We pack up our worldly goods and retire to the Whitesands Lodge lounge to lie about for a couple of hours. This confirms our view that we have come to somewhere good – partly because it reminds us what we were like a few years ago. At midday we pile us and our rucksacks into a taxi for Porthcurno and venturing outside convinces us we have done the right thing, as we are nearly blown straight back to Sennen again. We were staying at the Mariners Arms, since closed, which leaves us free to say what we really think about it. It is a charmless room above a charmless pub, with a carpet full of dog hairs, unfortunately paid for in advance or we would have followed our instincts and stayed at Sennen. Shortly afterwards, it stops raining and the sun comes out, which is just about the last straw until we realise that the Japanese grand prix is on the telly. We watch the whole thing while scoffing Super Noodles and Cuppa Soups from our rucksacks.

Post-race we stick our noses back outside to see what the weather is like and feel a bit encouraged by how bad it is – howling winds and black skies again. Porthcurno is home to the Minack theatre and the Museum of Wireless Telegraphy, as well as possessing a pretty if vertiginous sandy little cove. We try to see The Minack but are minutes too late. We explore a bit in both directions and realise we really would have been mad to venture onto the path, and also see a bit of the village and the church, all of which are considerably nicer than the pub we are staying at. The evening is not much better. They have pretensions to being a gourmet restaurant but it is being run with supreme ineffectiveness and it doesn’t bother to offer a vegetarian main course. Add a large party of people who – how shall we put this – are perhaps unused to the formal setting of a restaurant meal, who turn up at the last moment without booking, and you will see why we were truly glad to get out of this place. The only redeeming feature was the barman who was pleasant, chatty, interested in classic cars and working there so he could be near the surfing.

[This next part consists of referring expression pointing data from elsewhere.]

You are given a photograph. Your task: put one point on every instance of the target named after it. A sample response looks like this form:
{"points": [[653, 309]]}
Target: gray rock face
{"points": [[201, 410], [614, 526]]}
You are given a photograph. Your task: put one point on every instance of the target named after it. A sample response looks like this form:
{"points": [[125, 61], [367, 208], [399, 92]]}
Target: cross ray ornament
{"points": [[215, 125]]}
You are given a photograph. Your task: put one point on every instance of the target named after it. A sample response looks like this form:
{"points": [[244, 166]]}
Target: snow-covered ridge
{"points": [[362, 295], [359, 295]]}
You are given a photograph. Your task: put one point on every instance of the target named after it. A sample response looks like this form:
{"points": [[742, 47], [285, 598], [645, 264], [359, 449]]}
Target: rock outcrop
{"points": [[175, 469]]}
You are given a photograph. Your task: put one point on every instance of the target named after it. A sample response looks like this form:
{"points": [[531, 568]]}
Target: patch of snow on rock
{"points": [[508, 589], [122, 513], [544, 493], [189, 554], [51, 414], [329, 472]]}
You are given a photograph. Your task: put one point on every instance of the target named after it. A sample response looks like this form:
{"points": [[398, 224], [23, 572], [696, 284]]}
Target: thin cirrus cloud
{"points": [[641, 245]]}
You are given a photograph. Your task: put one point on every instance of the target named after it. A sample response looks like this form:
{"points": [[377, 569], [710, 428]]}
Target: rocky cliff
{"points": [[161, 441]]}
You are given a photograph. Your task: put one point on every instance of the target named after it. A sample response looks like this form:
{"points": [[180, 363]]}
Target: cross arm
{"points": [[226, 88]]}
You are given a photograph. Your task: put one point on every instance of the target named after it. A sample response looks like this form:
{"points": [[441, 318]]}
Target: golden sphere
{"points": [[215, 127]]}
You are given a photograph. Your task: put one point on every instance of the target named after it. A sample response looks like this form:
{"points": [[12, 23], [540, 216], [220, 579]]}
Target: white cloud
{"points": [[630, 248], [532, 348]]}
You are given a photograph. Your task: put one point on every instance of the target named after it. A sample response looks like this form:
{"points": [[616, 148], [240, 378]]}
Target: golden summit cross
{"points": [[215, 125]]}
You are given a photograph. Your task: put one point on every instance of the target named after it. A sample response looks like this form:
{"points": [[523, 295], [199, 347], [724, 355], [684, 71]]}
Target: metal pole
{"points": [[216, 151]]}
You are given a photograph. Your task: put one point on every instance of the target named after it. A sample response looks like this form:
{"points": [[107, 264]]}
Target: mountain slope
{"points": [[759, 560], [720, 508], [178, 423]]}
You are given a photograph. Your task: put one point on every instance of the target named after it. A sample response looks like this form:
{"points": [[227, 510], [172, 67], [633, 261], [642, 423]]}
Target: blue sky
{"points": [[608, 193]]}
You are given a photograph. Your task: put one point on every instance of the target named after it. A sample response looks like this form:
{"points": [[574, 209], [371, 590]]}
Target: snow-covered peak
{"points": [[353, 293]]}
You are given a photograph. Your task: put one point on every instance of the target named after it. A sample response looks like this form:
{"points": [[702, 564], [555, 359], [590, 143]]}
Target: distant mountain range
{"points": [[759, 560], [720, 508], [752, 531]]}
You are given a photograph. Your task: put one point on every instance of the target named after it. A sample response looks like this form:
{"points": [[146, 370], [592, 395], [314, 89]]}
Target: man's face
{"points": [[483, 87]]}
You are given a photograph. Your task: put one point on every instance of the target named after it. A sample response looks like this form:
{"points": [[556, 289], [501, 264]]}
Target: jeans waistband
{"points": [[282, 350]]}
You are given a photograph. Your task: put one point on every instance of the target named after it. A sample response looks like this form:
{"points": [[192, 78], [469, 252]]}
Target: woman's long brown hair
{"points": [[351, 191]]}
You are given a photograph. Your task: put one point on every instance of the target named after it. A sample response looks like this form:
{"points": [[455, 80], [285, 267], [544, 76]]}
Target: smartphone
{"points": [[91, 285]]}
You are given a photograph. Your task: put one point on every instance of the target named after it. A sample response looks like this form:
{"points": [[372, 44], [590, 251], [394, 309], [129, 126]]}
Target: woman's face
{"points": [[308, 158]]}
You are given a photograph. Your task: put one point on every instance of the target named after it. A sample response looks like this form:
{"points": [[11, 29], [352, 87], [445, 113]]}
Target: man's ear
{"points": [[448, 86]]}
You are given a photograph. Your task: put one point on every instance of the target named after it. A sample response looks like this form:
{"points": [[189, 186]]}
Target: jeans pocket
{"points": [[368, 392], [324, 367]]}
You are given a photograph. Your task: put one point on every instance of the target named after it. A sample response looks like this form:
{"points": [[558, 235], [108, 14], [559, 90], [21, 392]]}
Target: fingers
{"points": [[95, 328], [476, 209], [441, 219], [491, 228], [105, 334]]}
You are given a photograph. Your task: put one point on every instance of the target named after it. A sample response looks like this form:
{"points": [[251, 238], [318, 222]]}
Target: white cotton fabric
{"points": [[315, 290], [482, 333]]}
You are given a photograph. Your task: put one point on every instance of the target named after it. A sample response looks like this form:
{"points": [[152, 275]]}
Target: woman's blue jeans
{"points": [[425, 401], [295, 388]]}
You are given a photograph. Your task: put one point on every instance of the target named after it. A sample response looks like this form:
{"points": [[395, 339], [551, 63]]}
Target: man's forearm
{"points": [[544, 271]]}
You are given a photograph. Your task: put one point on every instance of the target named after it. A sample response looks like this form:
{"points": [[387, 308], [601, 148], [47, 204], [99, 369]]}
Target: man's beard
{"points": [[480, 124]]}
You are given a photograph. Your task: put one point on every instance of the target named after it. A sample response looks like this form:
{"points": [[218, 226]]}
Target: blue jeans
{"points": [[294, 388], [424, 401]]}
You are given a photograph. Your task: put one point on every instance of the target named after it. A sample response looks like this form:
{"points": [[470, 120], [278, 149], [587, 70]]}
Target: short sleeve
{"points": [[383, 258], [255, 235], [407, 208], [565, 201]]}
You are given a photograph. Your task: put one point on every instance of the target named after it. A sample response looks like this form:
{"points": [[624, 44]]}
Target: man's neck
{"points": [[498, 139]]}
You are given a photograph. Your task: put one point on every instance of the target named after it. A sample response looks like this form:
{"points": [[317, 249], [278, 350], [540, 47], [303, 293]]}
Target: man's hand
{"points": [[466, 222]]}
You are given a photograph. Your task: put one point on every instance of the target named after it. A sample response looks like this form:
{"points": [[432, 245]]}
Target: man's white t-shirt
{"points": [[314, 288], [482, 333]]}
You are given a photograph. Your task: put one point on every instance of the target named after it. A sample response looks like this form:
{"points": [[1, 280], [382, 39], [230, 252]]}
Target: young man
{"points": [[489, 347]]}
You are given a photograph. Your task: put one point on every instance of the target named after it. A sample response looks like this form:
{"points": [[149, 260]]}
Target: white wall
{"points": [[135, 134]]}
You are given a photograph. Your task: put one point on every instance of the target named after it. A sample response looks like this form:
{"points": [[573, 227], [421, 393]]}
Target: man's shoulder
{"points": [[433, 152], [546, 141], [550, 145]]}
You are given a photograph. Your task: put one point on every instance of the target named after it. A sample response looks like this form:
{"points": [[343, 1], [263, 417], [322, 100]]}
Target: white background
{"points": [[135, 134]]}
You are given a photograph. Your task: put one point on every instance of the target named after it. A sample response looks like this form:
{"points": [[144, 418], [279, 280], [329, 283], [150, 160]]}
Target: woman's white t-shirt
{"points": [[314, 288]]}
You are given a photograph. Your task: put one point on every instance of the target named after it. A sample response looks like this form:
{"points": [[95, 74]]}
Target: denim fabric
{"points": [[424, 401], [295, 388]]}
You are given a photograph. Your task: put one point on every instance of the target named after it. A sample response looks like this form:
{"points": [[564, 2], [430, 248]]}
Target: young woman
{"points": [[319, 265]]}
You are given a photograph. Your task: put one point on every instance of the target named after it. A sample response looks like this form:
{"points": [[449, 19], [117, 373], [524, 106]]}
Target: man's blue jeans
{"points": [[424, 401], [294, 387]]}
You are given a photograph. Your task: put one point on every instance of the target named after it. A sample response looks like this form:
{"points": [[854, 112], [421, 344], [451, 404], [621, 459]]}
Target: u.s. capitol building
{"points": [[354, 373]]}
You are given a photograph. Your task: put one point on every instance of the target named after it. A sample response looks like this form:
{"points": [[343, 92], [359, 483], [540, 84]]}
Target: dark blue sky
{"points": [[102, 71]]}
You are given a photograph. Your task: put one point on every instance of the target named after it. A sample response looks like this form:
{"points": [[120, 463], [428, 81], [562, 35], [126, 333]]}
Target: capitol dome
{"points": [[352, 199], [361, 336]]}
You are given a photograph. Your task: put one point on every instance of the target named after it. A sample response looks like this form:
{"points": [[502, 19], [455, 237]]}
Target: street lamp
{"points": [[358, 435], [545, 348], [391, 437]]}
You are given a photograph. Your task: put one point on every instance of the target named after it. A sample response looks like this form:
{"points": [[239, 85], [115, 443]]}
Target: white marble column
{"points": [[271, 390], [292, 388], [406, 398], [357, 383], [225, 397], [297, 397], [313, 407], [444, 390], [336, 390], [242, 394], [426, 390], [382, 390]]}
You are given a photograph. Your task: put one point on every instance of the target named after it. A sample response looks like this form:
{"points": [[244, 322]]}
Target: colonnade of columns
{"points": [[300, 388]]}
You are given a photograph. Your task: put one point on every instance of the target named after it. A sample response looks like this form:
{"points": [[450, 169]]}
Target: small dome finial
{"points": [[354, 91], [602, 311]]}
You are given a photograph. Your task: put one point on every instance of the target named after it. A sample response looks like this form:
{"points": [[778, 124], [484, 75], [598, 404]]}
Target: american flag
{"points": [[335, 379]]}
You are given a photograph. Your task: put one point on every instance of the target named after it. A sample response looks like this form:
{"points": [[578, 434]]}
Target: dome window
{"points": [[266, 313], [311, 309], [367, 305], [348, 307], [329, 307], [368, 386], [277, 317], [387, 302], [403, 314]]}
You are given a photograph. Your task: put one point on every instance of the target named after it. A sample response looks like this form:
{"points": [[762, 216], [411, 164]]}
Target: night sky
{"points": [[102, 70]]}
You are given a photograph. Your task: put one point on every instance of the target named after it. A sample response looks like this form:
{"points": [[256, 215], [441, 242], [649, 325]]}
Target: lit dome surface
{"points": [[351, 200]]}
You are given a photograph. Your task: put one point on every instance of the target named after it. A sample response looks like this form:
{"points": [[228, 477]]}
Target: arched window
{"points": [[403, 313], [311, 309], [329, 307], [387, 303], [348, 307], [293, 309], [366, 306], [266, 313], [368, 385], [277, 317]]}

The next day is bright and sunny. What to do? Given that we have to be on a train to Penzance that night, which is quite a distance by coast from Porthcurno, we decide walking is still a bad idea. Conditions are fine, but we are strict about walking this path in a continuous line and we feel we will just be better off starting again next year. We book a taxi to take us to Penzance and use the intervening time to see The Minack. It’s certainly in an impressive location, and is a tribute to the determination of its founder, but there is something about it not to our personal taste – it is basically created out of hand-decorated concrete and, when all is said and done, facing countless miles of Atlantic rather than the balmy Mediterranean. There is something of the grand folly about it, although it is practically blasphemy to say so. Visitors tend to potter about reverently, as if viewing a cathedral.

In Penzance we take an impulse decision to jump on the little scenic train for St Ives, since we felt dragged untimely from that place a few days before. Unfortunately it is a lot less fun when you’re dragging a big rucksack about, and the Tate is by now closed for rehanging, so we while away a pleasant afternoon on the beach before heading back to Penzance. Dinner in the restaurant of the wonderful Savoy Cinema where we can eat at leisure and enjoy acres of comfort food like nachos, potato wedges and onion rings. Then to the silent, deserted station in time to board the sleeper home – a tremendously fun experience, if a little short on actual restful sleep. This meant that the holiday went on, despite the last-minute setback, until the very moment we arrived back in London.